Kotak Suara / Pilpres
Sabtu, 11 November 2023 | 15:09 WIB
Ketum NasDem Surya Paloh saat menyampaikan pidato dalam perayaan HUT ke-12 Partai NasDem di Kantor DPP partai tersebut pada Sabtu (11/11/2023). [Suara.com/Dea]

Suara.com - Ketua Umum Partai NasDem Surya Paloh menyoroti situasi Indonesia saat ini yang dinilai adanya banyak upaya membawa negara dan aparaturnya untuk melayani kepentingan pribadi dan kelompok.

Pernyataan itu disampaikan saat berpidato pada perayaan hari ulang tahun ke-12 Partai NasDem yang juga dihadiri pasangan bakal calon presiden dan wakil presiden dari Koalisi Perubahan yaitu Anies Baswedan dan Muhaimin Iskandar.

"Golongan upaya membawa negara dan aparaturnya kepada kepentingan praktis macam itu telah melahirkan sosial distrust, ketidakpercayaan sosial, ketidakpercayaan rakyat pada negara,” kata Surya Paloh di Kantor DPP Partai NasDem, Jakarta Pusat, Sabtu (11/11/2023).

Untuk itu, dia mengatakan muncul kritik yang berbentuk sinisme dan cemoohan kasar. Sebagai bangsa yang beradab, kata dia, negara mengalami penurunan derajat keibaan pada tingkatan yang paling rendah.

“Rakyat mengalami kesulitan menempatkan kepercayaannya kepada siapa, maka hari-hari ini akan mudah sekali kita menemui rakyat yang merasa cukup dapat memerintah dirinya sendiri,” ujar Surya Paloh.

“Saat ini kita berada di ujung tanduk kerusakan yang paling mencemaskan sepanjang kehidupan berbangsa dan bernegara kita berharap semua pemimpin nasional dan rakyat, tidak kehilangan control lost of control,” katanya.

Sebelumnya diberitakan, Partai NasDem merayakan hari ulang tahun ke-12 di Kantor DPP Partai NasDem hari ini.

Selain dihadiri para petinggi dan kader partai, acara ini juga dihadiri Anies Baswedan dan Muhaimin Iskandar selaku pasangan bakal calon presiden dan wakil presiden yang diusung Partai NasDem untuk Pilpres 2024.

Dalam kesempatan tersebut, Surya Paloh juga menyampaikan pentingnya pembatasan kekuasaan dalam konsep dasar Republik Indonesia.

Baca Juga: Sebut Anaknya Sendiri Belum Layak Jadi Cawapres, Surya Paloh Sindir Jokowi?

"Seorang pemikir pernah menyatakan power tends to corrupt and absolute power is corrupt absolutely," kata Surya Paloh dalam pidato perayaan hari ulang tahun ke-12 Partai NasDem di Kantor DPP Partai, Jakarta Pusat (Jakpus) pada Sabtu (11/11/2023).

Menurut Surya Paloh, ungkapan Sejarawan dan Politisi Inggris di Abad 19, Lord Acton alias John Emerich Edward Dalberg-Acton, masih kontekstual dalam kehidupan politik hingga hari ini.

"Saya pikir ungkapan tersebut begitu berarti pada hari ini.
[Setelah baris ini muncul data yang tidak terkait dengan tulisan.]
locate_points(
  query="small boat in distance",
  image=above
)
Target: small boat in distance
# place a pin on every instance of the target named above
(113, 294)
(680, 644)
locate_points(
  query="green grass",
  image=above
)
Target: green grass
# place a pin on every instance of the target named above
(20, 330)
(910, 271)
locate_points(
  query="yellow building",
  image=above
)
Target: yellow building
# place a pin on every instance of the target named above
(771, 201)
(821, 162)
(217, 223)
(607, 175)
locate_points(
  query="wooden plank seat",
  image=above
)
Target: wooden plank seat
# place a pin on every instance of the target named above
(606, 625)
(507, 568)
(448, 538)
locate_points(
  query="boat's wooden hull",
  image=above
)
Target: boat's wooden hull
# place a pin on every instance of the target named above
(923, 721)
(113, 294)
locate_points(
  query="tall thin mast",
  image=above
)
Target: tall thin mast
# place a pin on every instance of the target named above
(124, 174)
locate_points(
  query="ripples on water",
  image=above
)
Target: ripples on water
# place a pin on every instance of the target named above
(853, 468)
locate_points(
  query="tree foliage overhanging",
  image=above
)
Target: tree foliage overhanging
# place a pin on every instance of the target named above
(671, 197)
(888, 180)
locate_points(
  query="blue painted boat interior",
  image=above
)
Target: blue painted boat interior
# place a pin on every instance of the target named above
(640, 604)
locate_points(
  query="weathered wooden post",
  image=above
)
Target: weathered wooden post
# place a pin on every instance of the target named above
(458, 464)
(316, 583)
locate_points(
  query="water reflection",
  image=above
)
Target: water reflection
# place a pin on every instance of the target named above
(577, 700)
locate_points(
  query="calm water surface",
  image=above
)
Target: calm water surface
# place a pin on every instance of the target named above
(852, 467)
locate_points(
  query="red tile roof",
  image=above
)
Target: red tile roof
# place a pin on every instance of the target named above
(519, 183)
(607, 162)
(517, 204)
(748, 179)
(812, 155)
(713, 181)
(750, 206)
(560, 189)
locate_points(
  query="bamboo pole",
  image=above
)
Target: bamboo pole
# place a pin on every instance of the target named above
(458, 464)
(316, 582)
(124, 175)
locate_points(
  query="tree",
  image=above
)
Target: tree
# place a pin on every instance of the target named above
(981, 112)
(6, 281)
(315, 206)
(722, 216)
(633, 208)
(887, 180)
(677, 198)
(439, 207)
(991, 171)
Negeri kita ini mau tidak mau, suka atau tidak suka, telah menimbulkan keprihatinan yang luar biasa terhadap kita semuanya warga negara bangsa ini," tambah dia.

Pasalnya, dia melihat saat ini terjadi penyelewengan di semua level.

Lantaran itu, dia menyebut kekuasaan yang sudah diraih maka itu harus digunakan dalam rangka membangun kehidupan bernegara dan berbangsa dengan cara yang baik.

"Para pendiri bangsa ini telah merumuskan nilai-nilai dari perasan keadilan sosial, kesejahteraan sosial atau kemakmuran sosial keadilan adalah hukum yang universal agar kehidupan di dunia bisa berjalan sebagaimana mestinya," katanya.